しかし家まで徒歩10分。 それになだらかな平坦道なので大丈夫だろう。 よし、帰るかな。 そう足を進めようとして、ふと思った。 …獄寺君に、「バイバイ」って言った方が良いんだろうか。 普段完全に女子のグループに属している私は、男子に対してそんな言葉言ったことがない。 それに山本君みたいな気軽に話し掛けられるタイプならともかく、獄寺君みたいな人はちょっと言いづらいものがある。 それになんだか女子を毛嫌いしているみたいだし…。 うん、言わなくていっかと思い直し、そのまま獄寺君の横を通り過ぎ、ようとしたときだった。 突然獄寺君が意味不明な言動に出たのは。
「貸せ!」
「はい!?」
貸せって何をだと問う前に、ばっと勢いよく奪い去られた鞄。 な、何を…!? ていうか私の鞄をどうする気なの、返してよと反論するべきなんだろうが、あまりの突然の出来事に、鳩が豆を食らったかのようにぽっかーんと口を開けて見ているしか出来ない。 そうこうしているうちに獄寺君は、昇降口を出ようとする。 無論鞄はそのままだ。 そこでようやく我に返り慌てて彼の名を呼んで制止を呼び掛けると、獄寺君は不機嫌そうな顔をして振り向いた。

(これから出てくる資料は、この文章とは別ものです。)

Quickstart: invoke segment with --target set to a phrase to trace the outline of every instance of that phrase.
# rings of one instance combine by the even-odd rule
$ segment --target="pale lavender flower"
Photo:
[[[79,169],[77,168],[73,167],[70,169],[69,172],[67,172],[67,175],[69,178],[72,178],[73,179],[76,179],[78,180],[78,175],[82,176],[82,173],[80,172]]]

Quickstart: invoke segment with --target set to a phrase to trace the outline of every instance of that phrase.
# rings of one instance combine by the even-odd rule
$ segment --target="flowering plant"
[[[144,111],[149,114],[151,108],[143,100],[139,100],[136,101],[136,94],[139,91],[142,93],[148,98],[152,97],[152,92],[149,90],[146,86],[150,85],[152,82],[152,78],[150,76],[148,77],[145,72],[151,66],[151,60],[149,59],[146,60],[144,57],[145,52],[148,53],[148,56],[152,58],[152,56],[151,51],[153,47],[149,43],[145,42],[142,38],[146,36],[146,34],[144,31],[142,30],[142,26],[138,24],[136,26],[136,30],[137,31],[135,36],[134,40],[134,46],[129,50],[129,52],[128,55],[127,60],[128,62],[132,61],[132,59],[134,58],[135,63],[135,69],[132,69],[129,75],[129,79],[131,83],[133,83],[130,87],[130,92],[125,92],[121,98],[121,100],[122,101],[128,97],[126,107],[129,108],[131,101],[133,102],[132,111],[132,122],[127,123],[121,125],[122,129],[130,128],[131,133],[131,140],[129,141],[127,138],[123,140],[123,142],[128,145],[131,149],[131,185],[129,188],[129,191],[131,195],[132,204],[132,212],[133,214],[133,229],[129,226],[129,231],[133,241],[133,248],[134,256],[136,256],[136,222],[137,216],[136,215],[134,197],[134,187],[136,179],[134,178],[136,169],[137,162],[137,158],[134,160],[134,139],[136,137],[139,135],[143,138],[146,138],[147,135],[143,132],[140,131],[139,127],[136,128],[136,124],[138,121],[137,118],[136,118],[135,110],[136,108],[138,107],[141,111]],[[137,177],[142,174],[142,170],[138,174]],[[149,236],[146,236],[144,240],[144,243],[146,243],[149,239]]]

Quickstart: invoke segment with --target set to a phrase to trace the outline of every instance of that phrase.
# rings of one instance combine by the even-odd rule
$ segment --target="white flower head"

「うるせえな、自分のせいで怪我した女をそのまま見過ごすなんて、男が廃(すた)るんだよ!」
そう言ったと思ったら、獄寺君はまたスタスタと足を動かし始めた。 てか、自分のせいで、って、何。 もしかしたらボールが転がってきた原因は獄寺君にあるのかもしれないが、私がそれに気付いていたらこんなことにはならなかったのだ。 だから、決して誰のせいでもないと言うのに。 「おい、早くしやがれ!」 え?や、う、うん…? 眉間の皺を深くした獄寺君があまりに急(せ)かすので、とりあえず彼の所へ向かうことにした。 う、やっぱり歩き方が、ぎこちない。 「おい」 ようやく彼の隣に並んだ所で、どこか照れ臭そうに名を呼ばれた。
「その…わ、悪かった、な」
恥ずかしそうに呟いた小さな小さな台詞。 それをまさか、彼の口から聞くことになろうとは。 獄寺君はひどく気恥ずかしそうに頭を掻き、目はまた違うどこかを向いている。 なんて不器用な人なんだと小さく笑えば、それに気付いた獄寺君は「なに笑ってんだよてめえ」といつも通りの顔を見せた。